Garth Greenwell is an American novelist, author, literary critic, and educator. His debut novel, What Belongs to You won the British Book Award for Debut of the Year, was longlisted for the National Book Award, and was a finalist for other awards, including the PEN/Faulkner Award, the James Tait Black Memorial Prize, the Los Angeles Times Book Prize, the Edmund White Award for Debut Fiction, and a Lambda Literary Award.
To be a writer in America today means living a life for which there’s not really a pattern. Writing is hard because one measure of our seriousness as writers is the extent to which we make ourselves vulnerable in those hours.
Garth Greenwell
A New York Times Book Review Editors' Choice, What Belongs to You was named a Best Book of 2016 by more than fifty publications in nine countries, and was deemed the "first great novel of 2016" by Publishers Weekly. It has been translated into a dozen languages.
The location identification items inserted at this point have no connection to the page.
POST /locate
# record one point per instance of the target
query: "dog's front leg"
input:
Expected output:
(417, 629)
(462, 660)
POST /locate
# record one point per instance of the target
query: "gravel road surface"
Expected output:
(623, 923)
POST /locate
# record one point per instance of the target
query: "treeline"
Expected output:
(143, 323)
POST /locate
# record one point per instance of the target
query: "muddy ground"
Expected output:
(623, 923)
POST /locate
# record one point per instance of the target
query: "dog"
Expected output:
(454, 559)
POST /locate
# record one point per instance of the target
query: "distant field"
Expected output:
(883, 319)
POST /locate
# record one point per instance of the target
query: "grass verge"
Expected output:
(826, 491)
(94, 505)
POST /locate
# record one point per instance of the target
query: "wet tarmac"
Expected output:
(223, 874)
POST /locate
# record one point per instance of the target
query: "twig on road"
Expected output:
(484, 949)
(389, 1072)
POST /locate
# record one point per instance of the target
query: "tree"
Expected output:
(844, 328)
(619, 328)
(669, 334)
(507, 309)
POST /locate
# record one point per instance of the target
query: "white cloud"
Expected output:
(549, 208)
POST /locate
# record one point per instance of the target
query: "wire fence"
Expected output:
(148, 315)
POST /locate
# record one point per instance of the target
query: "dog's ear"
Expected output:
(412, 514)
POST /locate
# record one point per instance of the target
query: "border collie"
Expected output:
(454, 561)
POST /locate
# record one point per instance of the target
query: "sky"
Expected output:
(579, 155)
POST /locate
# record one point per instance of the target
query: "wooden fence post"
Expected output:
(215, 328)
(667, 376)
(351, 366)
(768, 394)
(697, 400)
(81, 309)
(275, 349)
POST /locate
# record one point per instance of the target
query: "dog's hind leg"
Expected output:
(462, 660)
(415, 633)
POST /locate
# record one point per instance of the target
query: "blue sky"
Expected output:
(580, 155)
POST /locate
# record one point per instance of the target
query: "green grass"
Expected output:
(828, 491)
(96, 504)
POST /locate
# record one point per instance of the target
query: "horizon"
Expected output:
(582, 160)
Of his work, James Wood of The New Yorker said, “In an age of the sentence fetish, Greenwell thinks and writes, as Woolf or Sebald do, in larger units of comprehension . . . Rhythm, order, music, and lucid expression: there is undeniably a mandarin quality to the way that Greenwell narrows the frame of his inquiry and then perfectly fills this reduced space. But if the novel's formal control has a rare delicacy there is nothing at all hermetic about the story the narrator tells, which has a bitter urgency.”
In choosing the novel as a staff pick, Gabe Habash, of Publishers Weekly said: “The first great novel of 2016 ... Rivals books like Hanya Yanagihara or Ferrante's Neapolitan novels ... The ending will probably destroy you … And in Mitko, Greenwell has created one of the best characters of recent years. What Belongs to You is a great tragedy, and Greenwell is a great writer.”
Greenwell's first novella, Mitko, won the Miami University Press Novella Prize and was a finalist for the Edmund White Debut Fiction Award as well as the Lambda Award. His work has appeared in Yale Review, Boston Review, Salmagundi, Michigan Quarterly Review, and Poetry International.
In 2013, Greenwell returned to the United States after living in Bulgaria to attend the University of Iowa Writers' Workshop as an Arts Fellow. He has published stories in The Paris Review, VICE, and A Public Space, and writes criticism for The New Yorker, The Atlantic, the London Review of Books, and the New York Times Book Review, among others.
Greenwell has received the Grolier Prize, the Rella Lossy Award, an award from the Dorothy Sargent Rosenberg Foundation, and the Bechtel Prize from the Teachers & Writers Collaborative. He was the 2008 John Atherton Scholar for Poetry at the Bread Loaf Writers' Conference.